“I thought the whole point of Rails was that it hid the database and just let me write Ruby code! Why do I need to know about these things?”
This excerpt is from Learning Rails . Most Rails books are written for programmers looking for information on data structures. Learning Rails targets web developers whose programming experience is tied directly to the Web. Rather than begin with the inner layers of a Rails web application -- the models and controllers -- this unique book approaches Rails development from the outer layer: the application interface. You can start from the foundations of web design you already know, and then move more deeply into Ruby, objects, and database structures.
Rails has all kinds of features for building web applications, but its foundation component is the way that it lets you get information into and out of relational databases. You can build simple applications without knowing much about databases, just telling Rake to do a few things and making sure you gave Rails the right data type for each field. You don’t need to know Structured Query Language (SQL), the classic language for working with databases.
Building a more complex Rails application, though, really demands at least a basic understanding of how relational databases work. It helps to think about tables and their connections when defining Rails models, at least when you first set them up.
The foundational idea underneath relational databases is a simple but powerful structure. Each table is a set of sets, and within a single table all of these sets have the same data structure, containing a list of named fields and their values. For convenience, each set within a table is called a row, and each field within that row is part of a larger named column, as shown in Figure B.1, “The classic row–column approach to tables”. It looks a lot like a spreadsheet with named columns and unnamed rows.
The resemblance to a spreadsheet is only superficial, however. Spreadsheets are built on grids, but those grids can have anything in them that any user wants to put in any given place in the spreadsheet. It’s possible to build a spreadsheet that is structured like a database table, but it’s definitely not required. Databases offer much less of that kind of flexibility, and in return can offer tremendous power because of their obsession with neatly ordered data. Every row within a table has to have the same structure for its data, and calculations generally take place outside of the tables, not within them. Tables just contain data.
You also don’t normally interact with database tables as directly as you do spreadsheets, though sometimes applications offer a spreadsheet-like grid view as an option for editing them. Instead, you define the table structures with a schema, like that shown in Table B.1, A schema for the table in Figure B.1, “The classic row–column approach to tables””, and move data in and out with code.

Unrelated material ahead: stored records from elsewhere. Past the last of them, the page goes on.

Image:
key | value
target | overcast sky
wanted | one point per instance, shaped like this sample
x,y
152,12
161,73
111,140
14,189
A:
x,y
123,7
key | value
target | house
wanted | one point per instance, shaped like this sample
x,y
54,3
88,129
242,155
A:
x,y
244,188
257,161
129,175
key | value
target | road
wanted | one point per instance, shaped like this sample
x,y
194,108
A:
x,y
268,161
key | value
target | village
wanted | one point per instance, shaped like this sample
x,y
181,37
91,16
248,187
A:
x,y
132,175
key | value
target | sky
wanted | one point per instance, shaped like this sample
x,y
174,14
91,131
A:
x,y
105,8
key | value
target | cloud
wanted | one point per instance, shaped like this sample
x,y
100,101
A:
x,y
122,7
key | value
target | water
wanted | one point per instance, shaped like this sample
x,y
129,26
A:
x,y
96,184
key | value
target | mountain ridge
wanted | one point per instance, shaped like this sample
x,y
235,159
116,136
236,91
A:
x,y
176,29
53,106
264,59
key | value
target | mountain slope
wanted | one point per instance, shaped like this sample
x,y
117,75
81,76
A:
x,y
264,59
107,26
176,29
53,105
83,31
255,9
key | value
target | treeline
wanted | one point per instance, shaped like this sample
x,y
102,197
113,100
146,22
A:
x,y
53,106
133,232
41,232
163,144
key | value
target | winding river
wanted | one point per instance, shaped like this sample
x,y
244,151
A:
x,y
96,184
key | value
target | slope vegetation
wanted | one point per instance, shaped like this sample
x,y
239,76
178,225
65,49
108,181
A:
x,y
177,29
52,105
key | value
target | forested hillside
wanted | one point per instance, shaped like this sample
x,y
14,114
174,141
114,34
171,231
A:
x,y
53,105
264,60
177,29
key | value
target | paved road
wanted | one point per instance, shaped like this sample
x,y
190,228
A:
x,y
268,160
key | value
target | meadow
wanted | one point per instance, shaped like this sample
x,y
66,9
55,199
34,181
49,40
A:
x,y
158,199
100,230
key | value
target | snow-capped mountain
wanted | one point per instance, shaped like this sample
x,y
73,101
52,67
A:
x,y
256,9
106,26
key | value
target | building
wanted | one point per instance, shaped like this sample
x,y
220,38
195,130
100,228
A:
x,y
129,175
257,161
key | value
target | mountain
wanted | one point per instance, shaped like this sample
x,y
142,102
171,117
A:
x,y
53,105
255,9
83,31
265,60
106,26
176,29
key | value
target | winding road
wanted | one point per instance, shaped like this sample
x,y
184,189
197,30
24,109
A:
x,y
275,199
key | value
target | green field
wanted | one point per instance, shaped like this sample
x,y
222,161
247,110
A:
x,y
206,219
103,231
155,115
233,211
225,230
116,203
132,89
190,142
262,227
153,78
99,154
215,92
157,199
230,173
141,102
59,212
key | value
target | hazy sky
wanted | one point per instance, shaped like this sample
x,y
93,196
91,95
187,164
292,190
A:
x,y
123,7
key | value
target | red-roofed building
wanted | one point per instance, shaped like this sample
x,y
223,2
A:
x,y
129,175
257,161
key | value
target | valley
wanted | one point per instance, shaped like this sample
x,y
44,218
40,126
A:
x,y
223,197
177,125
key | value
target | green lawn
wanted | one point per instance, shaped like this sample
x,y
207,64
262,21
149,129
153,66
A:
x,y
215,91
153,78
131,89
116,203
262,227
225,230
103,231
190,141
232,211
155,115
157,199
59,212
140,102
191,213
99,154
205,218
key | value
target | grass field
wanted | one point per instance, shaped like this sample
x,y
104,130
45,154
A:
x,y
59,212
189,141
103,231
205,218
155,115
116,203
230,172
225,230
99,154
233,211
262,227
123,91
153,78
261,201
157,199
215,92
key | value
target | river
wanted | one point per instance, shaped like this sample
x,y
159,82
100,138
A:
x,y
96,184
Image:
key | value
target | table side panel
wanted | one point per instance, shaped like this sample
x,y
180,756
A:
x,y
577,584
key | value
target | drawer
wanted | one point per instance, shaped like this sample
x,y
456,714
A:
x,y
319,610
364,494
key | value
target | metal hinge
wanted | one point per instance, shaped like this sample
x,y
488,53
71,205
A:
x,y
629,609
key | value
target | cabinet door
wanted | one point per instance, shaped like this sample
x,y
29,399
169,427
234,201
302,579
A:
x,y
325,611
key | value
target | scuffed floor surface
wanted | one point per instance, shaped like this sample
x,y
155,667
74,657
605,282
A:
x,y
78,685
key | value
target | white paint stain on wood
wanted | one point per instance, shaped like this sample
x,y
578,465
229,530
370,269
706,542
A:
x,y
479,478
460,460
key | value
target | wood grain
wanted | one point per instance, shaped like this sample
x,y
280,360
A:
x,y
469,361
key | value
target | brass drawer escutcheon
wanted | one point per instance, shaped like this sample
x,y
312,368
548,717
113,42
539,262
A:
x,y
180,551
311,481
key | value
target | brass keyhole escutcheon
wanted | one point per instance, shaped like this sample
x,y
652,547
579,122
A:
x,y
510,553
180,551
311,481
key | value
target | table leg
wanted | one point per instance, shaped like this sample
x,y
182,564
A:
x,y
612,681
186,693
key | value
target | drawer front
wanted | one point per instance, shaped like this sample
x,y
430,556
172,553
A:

Table B.1. A schema for the table in Figure B.1, “The classic row–column approach to tables”
Depending on the database, schemas can be very simple and terse or very complicated and precisely defined. Rails isn’t that interested in the details of database schema implementations, however, because its “choose your own database backend” approach limits how tightly it can bond to any particular one. As a result, Rails takes the terse and simple approach, supporting only these basic data types:
:string :text :integer :float :decimal :datetime :timestamp :time :date :binary :boolean
Rails won’t create a database schema much more complicated than the one shown in Figure B.2, Multiple but unconnected tables in a database”, though it will probably add some extra pieces to the schema that you don’t need to worry about. There are timestamps, which Rails adds even when you don’t ask for them, and IDs, which you don’t control but which come up in URLs all the time. The Rails ID serves another function inside the database: it’s a primary key, a unique identifier for that row in the table. Databases can find information very rapidly when given that key.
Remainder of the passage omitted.